Twitter Updates

    follow me on Twitter

    Wednesday, May 12, 2010

    Online Backups: Evaluate the Risk

    The SANS reading room recently published an article entitled: Online Backup: Worth the Risk?

    Of course I wanted to know what folks at SANS had to say about online backups. The synopsis of this article is that there are many laws and regulatory bodies governing data security and if a business is to trust another organization with sensitive data, how can you ensure that the other organization (the online backup provider) is meeting all of these requirements?

    This is one of the big questions that businesses are dealing with as they evaluate whether to make the leap into "cloud computing". One problem is that cloud computing is such a nebulous term. If we can't define what it means, then how to we speak intelligently about it? For the purposes of this article, I will use the more specific term "cloud storage" and define it as "storing data on a medium owned by a provider and connecting to the provider over the Internet". That's really the essence of what online backup is.

    The article enumerates many of the regulations that data security may fall under and asks the question of how to ensure that your "cloud storage" provider meets these regulations. I'm going to take it one step further and ask "how do you ensure that your cloud storage provider has the same or better security controls in place that you do?" It is understandable to simply concern yourself with regulation, because that's what the auditors will nail you one.

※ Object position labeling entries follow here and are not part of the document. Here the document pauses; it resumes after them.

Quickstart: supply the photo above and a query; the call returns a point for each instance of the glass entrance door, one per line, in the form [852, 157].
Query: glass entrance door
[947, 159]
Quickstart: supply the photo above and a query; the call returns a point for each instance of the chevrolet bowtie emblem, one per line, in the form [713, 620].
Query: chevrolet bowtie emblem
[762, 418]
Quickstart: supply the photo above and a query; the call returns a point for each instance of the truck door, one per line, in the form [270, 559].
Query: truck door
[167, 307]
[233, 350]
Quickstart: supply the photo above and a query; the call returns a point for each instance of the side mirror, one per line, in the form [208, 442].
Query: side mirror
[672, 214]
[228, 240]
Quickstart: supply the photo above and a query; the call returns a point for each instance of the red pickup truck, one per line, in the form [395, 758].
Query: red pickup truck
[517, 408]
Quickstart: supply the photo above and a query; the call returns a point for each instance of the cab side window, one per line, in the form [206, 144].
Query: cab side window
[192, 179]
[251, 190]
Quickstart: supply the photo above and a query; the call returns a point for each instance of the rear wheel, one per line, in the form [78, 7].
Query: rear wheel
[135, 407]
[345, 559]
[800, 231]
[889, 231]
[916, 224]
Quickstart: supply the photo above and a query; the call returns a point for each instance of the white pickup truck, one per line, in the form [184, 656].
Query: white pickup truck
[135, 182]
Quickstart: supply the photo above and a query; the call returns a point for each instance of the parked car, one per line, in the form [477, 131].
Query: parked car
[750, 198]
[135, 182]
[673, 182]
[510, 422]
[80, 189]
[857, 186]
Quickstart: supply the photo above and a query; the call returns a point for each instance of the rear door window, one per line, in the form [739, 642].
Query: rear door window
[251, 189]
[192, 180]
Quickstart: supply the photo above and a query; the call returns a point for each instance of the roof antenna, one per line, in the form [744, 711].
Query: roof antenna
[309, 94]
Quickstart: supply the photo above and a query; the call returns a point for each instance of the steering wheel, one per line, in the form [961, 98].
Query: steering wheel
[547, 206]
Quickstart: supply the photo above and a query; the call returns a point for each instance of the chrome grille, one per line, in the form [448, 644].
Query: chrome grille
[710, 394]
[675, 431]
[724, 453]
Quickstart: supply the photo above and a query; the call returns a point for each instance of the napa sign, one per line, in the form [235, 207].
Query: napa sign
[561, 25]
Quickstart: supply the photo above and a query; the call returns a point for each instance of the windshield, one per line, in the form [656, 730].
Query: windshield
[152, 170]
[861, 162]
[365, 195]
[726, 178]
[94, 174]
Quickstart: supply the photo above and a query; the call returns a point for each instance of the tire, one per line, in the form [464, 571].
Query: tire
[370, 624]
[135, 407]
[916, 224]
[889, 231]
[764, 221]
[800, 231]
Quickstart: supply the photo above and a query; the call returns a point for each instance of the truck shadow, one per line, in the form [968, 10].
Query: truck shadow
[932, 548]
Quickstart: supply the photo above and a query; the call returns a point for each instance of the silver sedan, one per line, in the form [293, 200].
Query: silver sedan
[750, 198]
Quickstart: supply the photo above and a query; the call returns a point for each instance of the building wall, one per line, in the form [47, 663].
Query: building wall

But when you get right down to it, you really want to make sure that your data is "safe" and that you won't be reading on the Internet one day how your provider got hacked and your data is now in the hands of the bad guys, because that means lawsuits and lost revenue.

    The clear answer to these valid questions is transparency. We have been trained to think of the cloud as some black box in the sky that no one is allowed visibility into. Where is Amazon keeping your data? What controls do they have around it? Are they monitoring their network for intruders? You don't know because it's just out there in the cloud. These are the questions that we at Data Knoxx tackled when we designed our service offering. How are businesses and consumers going to trust us with their data?

    Moving forward, let's address the questions brought up in the article specifically:

    Where does the online provider store the data?
    150ft underground in Lenexa, Kansas. Come tour the facility if you like.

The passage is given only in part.